By Richard Winters
My Rating: 6 out of 10
4-Word Review: Teen becomes suburban pimp.
Joel (Tom Cruise) is a teenager living in a sprawling home on the North Shore of suburban Chicago who is stressing about getting into a top college. His parents (Nicholas Pryor, Janet Carroll) announce that they will be leaving on vacation for two weeks and he’ll have the whole place to himself. After some prodding by his friends he invites over a beautiful prostitute named Lana (Rebecca De Mornay) and takes her for a spin in his Dad’s Porsche, which accidently slides into the lake. The repairs will be expensive, so Lana devises a scheme where his home will be used as a temporary, make-shift whorehouse bringing in customers, many of whom being Joel’s high school friends who will pay to have sex with Lana’s beautiful call girl friends and whose proceeds will go to fixing the car.
The film is a fresh, funny look at capitalism and a perfect composite of the Reagan years and ‘80s attitudes. However, the conversations that the teens have here is jarringly out-of-touch with today’s youngsters who seem to favor more socialistic concepts. On one hand this then dates the picture, but it also makes it fascinating at seeing how people thought from a bygone era.
Cruise is fantastic and really looks like a teen, especially with his bowl haircut, even though he was already in his 20’s at the time. The character though allows himself to be taken advantage of too much by his friends. For most people the friendship would immediately end if they had a pal who would invited over a prostitute as a ‘joke’ that they didn’t want and would still be expected to pay for.
Why are these friends doing these hijinks anyways? It was almost like Joel had never been home alone before. Most likely he had, so why now are his buddies doing these things when they hadn’t earlier? A much better premise would’ve been to have Joel achieve some sort of accomplishment, like pass an all-important SAT test and as a ‘reward’ his friends would pitch-in and buy him a prostitute for the night while his parents were away. Everything else that follows would be the same, but at least the catalyst that sets it in motion would make more sense and Joel would seem less like a pushover straddled with irritating friends no one in their right mind would want.

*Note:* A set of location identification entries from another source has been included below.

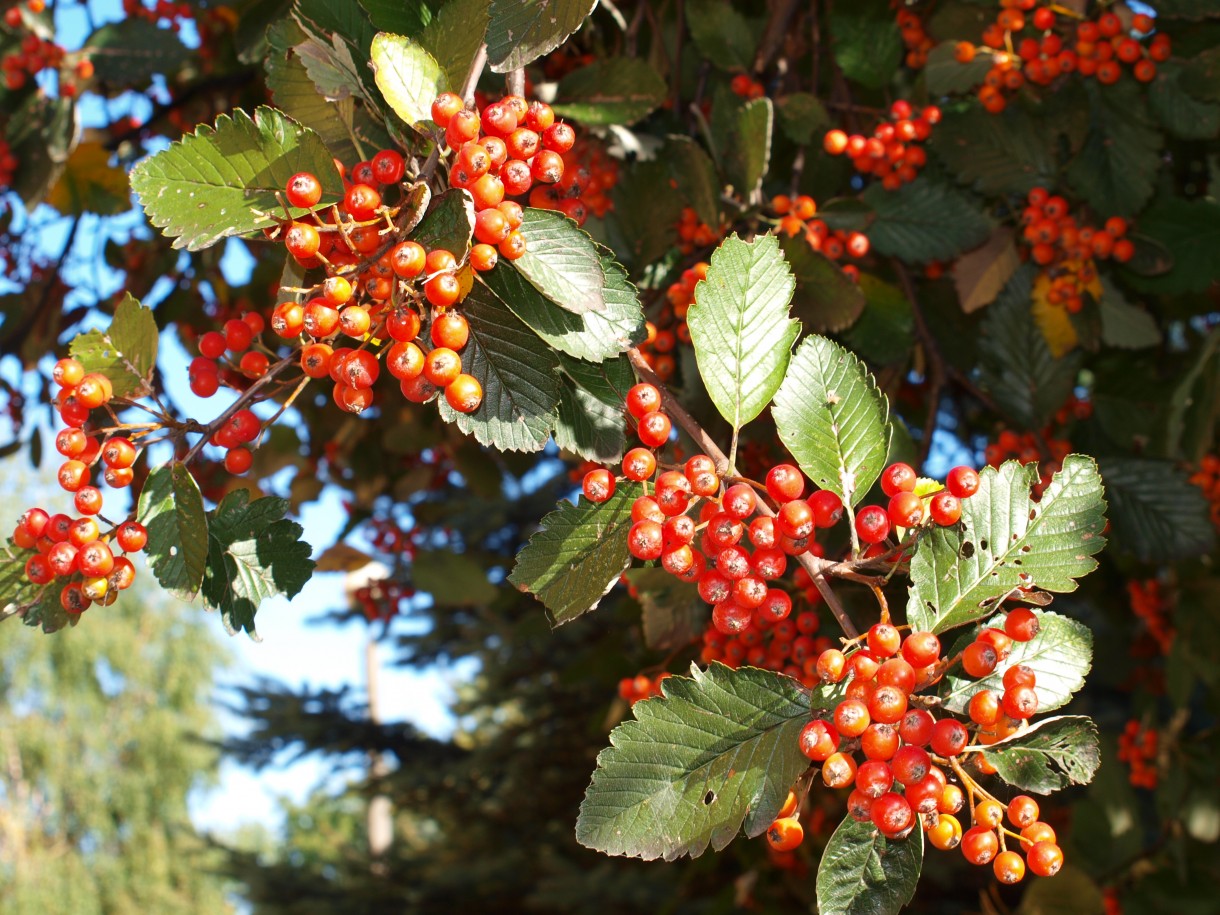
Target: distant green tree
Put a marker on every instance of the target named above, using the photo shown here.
(101, 742)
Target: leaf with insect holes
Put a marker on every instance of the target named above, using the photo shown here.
(222, 181)
(861, 872)
(125, 351)
(832, 419)
(172, 509)
(1005, 541)
(715, 755)
(577, 554)
(1060, 656)
(739, 326)
(1053, 754)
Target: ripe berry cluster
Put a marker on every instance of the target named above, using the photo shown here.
(893, 153)
(76, 549)
(900, 781)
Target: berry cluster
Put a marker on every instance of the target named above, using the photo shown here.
(893, 153)
(1138, 747)
(900, 780)
(75, 548)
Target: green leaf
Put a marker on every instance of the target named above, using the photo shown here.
(863, 872)
(522, 31)
(517, 373)
(1158, 515)
(832, 419)
(449, 223)
(925, 221)
(1118, 164)
(589, 420)
(741, 131)
(125, 351)
(715, 755)
(1060, 655)
(944, 75)
(1177, 110)
(611, 90)
(826, 300)
(1027, 383)
(561, 261)
(1005, 541)
(129, 53)
(866, 43)
(739, 326)
(209, 184)
(172, 510)
(577, 554)
(1049, 757)
(253, 554)
(996, 154)
(452, 578)
(408, 76)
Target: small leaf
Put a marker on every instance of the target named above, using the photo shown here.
(832, 419)
(522, 31)
(125, 351)
(1005, 542)
(1049, 757)
(408, 76)
(980, 275)
(925, 221)
(253, 554)
(209, 184)
(577, 554)
(561, 261)
(517, 373)
(611, 90)
(1060, 655)
(739, 326)
(714, 755)
(172, 510)
(863, 872)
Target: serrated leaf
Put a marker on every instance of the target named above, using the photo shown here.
(1018, 369)
(944, 75)
(924, 221)
(832, 419)
(996, 154)
(1060, 655)
(131, 51)
(452, 578)
(866, 43)
(522, 31)
(980, 275)
(1118, 164)
(714, 755)
(1051, 755)
(741, 132)
(517, 373)
(561, 261)
(253, 554)
(209, 184)
(861, 872)
(125, 351)
(1005, 541)
(408, 76)
(739, 326)
(591, 420)
(449, 223)
(1158, 514)
(825, 300)
(577, 554)
(172, 509)
(613, 90)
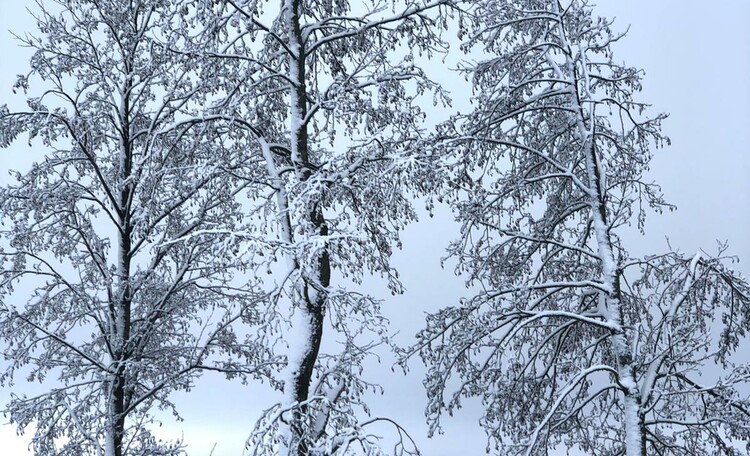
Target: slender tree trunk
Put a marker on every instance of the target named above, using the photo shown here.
(120, 310)
(314, 295)
(613, 312)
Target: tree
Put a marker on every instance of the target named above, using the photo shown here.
(571, 341)
(114, 291)
(325, 97)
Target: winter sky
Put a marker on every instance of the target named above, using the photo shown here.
(696, 56)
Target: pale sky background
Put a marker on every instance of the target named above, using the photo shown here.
(696, 55)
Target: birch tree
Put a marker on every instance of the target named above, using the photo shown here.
(113, 291)
(325, 94)
(571, 342)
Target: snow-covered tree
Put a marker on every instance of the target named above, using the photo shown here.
(324, 95)
(114, 291)
(570, 341)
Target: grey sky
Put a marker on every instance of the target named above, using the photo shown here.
(696, 56)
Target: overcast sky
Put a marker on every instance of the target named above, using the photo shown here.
(696, 55)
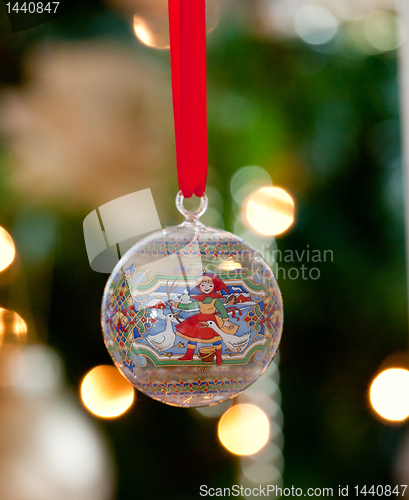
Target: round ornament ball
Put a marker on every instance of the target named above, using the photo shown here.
(192, 315)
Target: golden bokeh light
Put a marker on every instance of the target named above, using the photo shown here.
(151, 34)
(12, 326)
(269, 210)
(7, 249)
(389, 394)
(151, 27)
(244, 429)
(106, 393)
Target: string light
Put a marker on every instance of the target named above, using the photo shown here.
(389, 394)
(12, 325)
(106, 393)
(269, 210)
(150, 34)
(244, 429)
(7, 249)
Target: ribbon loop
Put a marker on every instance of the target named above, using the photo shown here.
(187, 26)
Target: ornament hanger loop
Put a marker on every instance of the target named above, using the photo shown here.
(191, 216)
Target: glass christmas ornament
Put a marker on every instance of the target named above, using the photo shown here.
(192, 315)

The sex scene between Joel and Lana comes off like an overly stylized bit from a soft core porn flick. There were several fantasy segments that came before it and I was fully expecting this to be one of them, but it isn’t. Joel is a kid that seriously lacks confidence in every other way, so I would imagine his initial meeting with a prostitute would be awkward especially since he had never done anything like that before. Most likely he would’ve been so nervous that he might not have been able to even ‘rise-to-the-occasion’. Having Joel initially behave clumsily towards Lana would’ve been funny and more believable instead as it is here the ‘reality’ segment is dreamier than the fantasy ones.
The Lana character is frustrating as she remains an aloof composite of a hooker that the viewer never gets to understand as a real person. Seeing her in a vulnerable moment would’ve helped, but it never comes. (Her conversation with Joel about her life was too brief and not enough.) I would’ve liked a more conclusive ending revealing whether their relationship ‘blossomed’, worked into a long term friendship, or just dissipated. Having a scene at the end with Joel in college and calling Lana up to chat could’ve solidified this.
The parents are portrayed as being too stuffy and more like caricatures. The ending, which entails Joel buying back his parent’s furniture that had been stolen and then moving it all back into the home with the help of friends before his parents arrived is implausible. The house was too big and had too many items for them to be able to get everything in near spotless position in only 2 hours’ time.
The movie’s original charm is also affected by the fact that films like Home Alone and Ferris Bueller’s Day Off have had similar plots and stronger cult followings, but there’s still plenty of engaging moments. Watching Cruise dance around in his underwear to a Bob Segar song is hilarious. His precarious attempts to save the Porsche from going into the lake is really funny as is his interview with a college admissions dean from Princeton (Richard Masur) in Joel’s home while prostitutes and their customers scurry all around.
( Joel’s house as it appears today.)
My Rating: 6 out of 10
Released: August 5, 1983
Runtime: 1Hour 39Minutes
Rated R
Director: Paul Brickman
Studio: Warner Brothers
Available: DVD, Blu-ray, Amazon Video, YouTube
Cruise has charm, but the character becomes exasperating and he and De Mornay have no chemistry. I wanted Joel to turn the tables on Lana and her slimy pimp. The film thinks it’s cynical, but it’s too much a boy’s fantasy and it’s silly if watchable.